En pratique, il en résulte que premièrement, il fau­drait bien comprendre que le rôle de l'école est d'ap­prendre aux enfants ce qu'est le monde, et non pas leur inculquer l'art de vivre. Étant donné que le monde est vieux, toujours plus vieux qu'eux, le fait d'apprendre est inévitablement tourné vers le passé, sans tenir compte de la proportion de notre vie qui sera consacrée au présent. Deuxièmement, la ligne qui sépare les enfants des adultes devrait signifier qu'on ne peut ni éduquer les adultes, ni traiter les enfants comme de grandes personnes. Mais il ne faudrait jamais laisser cette ligne devenir un mur qui isole les enfants de la communauté des adultes, comme s'ils ne vivaient pas dans le même monde et comme si l'enfance était une phase autonome dans la vie d'un homme, et comme si l'enfant était un état humain autonome, capable de vivre selon des lois propres. On ne peut pas établir de règle générale qui déterminerait dans chaque cas le moment où s'efface la ligne qui sépare l'enfance de l'âge adulte ; elle varie souvent en fonction de l'âge, de pays à pays, d'une civilisation à une autre, et aussi d'individu à individu. Mais à l'éducation, dans la mesure où elle se distingue du fait d'apprendre, on doit pouvoir assigner un terme. Dans notre civilisation, ce terme coïn­cide probablement avec l'obtention du premier diplôme supérieur (plutôt qu'avec le diplôme de fin d'études secondaires) - Respectivement : graduation from college et graduation from high shcool (N. d. T.). - car la préparation à la vie professionnelle dans les universités ou les instituts techniques, bien qu'elle ait toujours quelque chose à voir avec l'éduca­tion, n'en est pas moins une sorte de spécialisation. L'éducation ne vise plus désormais à introduire le jeune dans le monde comme tout, niais plutôt dans un secteur limité bien particulier. On ne peut éduquer sans en même temps enseigner ; et l'éducation saris enseignement est vide et dégénère donc aisément en une rhétorique émotionnelle et morale. Mais on peut très facilement enseigner sans éduquer et on peut continuer à apprendre jusqu'à la fin de ses jours sans jamais s'éduquer pour autant. Mais tout cela n'est que détails, que l'on doit vraiment abandonner aux experts et aux pédagogues.

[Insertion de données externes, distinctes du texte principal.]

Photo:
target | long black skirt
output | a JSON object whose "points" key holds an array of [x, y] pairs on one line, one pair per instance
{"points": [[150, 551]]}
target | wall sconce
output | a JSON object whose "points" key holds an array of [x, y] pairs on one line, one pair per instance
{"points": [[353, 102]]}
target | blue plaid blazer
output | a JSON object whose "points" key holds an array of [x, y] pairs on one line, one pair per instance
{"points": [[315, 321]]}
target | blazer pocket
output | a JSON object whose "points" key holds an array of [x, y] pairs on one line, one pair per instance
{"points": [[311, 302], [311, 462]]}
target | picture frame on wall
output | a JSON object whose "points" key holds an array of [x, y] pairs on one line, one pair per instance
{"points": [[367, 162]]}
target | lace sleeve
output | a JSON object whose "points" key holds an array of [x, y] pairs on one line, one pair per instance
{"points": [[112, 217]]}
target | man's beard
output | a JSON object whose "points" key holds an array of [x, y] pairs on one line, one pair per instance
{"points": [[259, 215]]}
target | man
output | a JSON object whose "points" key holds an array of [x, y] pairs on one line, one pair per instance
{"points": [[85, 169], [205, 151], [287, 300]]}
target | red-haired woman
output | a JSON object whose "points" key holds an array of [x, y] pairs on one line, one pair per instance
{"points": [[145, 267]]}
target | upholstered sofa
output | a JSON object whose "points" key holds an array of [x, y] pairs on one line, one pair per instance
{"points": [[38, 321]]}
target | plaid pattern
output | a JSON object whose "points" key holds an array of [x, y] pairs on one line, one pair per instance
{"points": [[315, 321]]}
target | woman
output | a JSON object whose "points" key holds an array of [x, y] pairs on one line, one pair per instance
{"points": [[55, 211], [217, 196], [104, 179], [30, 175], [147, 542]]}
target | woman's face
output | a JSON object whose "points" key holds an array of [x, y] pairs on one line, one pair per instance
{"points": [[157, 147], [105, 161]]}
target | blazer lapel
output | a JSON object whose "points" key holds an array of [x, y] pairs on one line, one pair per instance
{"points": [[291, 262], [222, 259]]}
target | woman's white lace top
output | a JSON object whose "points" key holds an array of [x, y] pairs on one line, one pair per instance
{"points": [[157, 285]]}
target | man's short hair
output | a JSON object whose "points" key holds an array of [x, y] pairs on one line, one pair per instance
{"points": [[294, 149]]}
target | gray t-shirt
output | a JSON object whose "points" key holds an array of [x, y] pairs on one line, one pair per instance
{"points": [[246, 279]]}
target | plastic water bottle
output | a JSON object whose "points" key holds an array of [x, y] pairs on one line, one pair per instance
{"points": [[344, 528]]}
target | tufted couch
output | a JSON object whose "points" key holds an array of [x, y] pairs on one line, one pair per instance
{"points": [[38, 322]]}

Ce qui nous concerne tous et que nous ne pouvons donc esquiver sous prétexte de le confier à une science spécialisée — la pédagogie — c'est la relation entre enfants et adultes en général, ou pour le dire en termes encore plus généraux et plus exacts, notre attitude envers le fait de la natalité : le fait que c'est par la naissance que nous sommes tous entrés dans le monde, et que ce monde est constamment renouvelé par la natalité. L'éducation est le point où se décide si nous aimons assez le monde pour en assumer la responsabilité, et de plus, le sauver de cette ruine qui serait inévitable sans ce renouvellement et sans cette arrivée de jeunes et de nouveaux venus. C'est également avec l'éducation que nous décidons si nous aimons assez nos enfants pour ne pas les rejeter de notre monde, ni les abandon­ner à eux-mêmes, ni leur enlever leur chance d'entre­prendre quelque chose de neuf, quelque chose que nous n'avions pas prévu, mais les préparer d'avance à la tâche de renouveler un monde commun.